Quels que soient les ques­tions abor­dées, on ne peut éviter de mettre en paral­lèle l’évolution de la France macro­nienne avec celle de la Turquie d’Erdogan. Comme la Turquie n’a jamais été un modèle de démo­cra­tie, Erdogan va plus vite et plus loin que Macron, mais la ten­dance est la même. Nous en sommes à un point où le pré­si­dent fran­çais se fait ver­te­ment remet­tre à sa place par Poutine. Cette évolution à plu­sieurs causes. D’une part, l’opé­ra­tion de des­truc­tion com­plète du « modèle social 1945 » issu du pro­gramme du CNR et dont la réforme des retrai­tes est le pro­chain acte, exige que tous les voix dis­sen­tes soient impi­toya­ble­ment bâillon­nées. Nombreux sont main­te­nant ceux qui ne veu­lent pas s’enga­ger (contre la pri­va­ti­sa­tion d’ADP ou contre la réforme des retrai­tes) tout sim­ple­ment parce qu’ils ont peur, parce que ce gou­ver­ne­ment fait régner l’insé­cu­rité, pas seu­le­ment l’insé­cu­rité sociale, mais l’insé­cu­rité tout court. D’autre part, sur le plan inter­na­tio­nal, ce gou­ver­ne­ment est engagé dans des allian­ces avec toutes sortes de tyrans, comme la monar­chie saou­dienne et qu’il n’est pas ques­tion que cela puisse être contesté.

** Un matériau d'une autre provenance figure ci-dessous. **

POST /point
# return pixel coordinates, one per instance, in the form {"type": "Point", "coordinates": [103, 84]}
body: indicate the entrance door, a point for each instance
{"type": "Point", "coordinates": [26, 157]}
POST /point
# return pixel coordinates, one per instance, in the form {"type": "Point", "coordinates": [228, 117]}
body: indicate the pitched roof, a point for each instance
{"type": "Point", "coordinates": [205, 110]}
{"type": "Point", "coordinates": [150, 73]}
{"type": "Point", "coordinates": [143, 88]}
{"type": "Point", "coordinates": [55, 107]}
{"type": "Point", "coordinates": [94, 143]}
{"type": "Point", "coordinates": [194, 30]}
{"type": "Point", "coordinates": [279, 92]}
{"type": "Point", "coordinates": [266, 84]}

Une ques­tion se pose. N’est-il pas temps de cons­ti­tuer un front pour la défense des liber­tés publi­ques. On peut être pour ou contre l’UE, pour ou contre le marché libre, pour ou contre les gilets jaunes, mais pas un syn­di­ca­liste, pas un démo­crate, pas un libé­ral un tant soit peu sérieux, pas un avocat, pas un magis­trat sou­cieux de sa dignité et de son devoir, ne peut fermer les yeux sur cette inquié­tante dérive. « Une bande d’homme armés au ser­vice du capi­tal », voilà à quoi Macron réduit la République. Voilà ce qu’il faut com­bat­tre. Dans l’unité la plus large.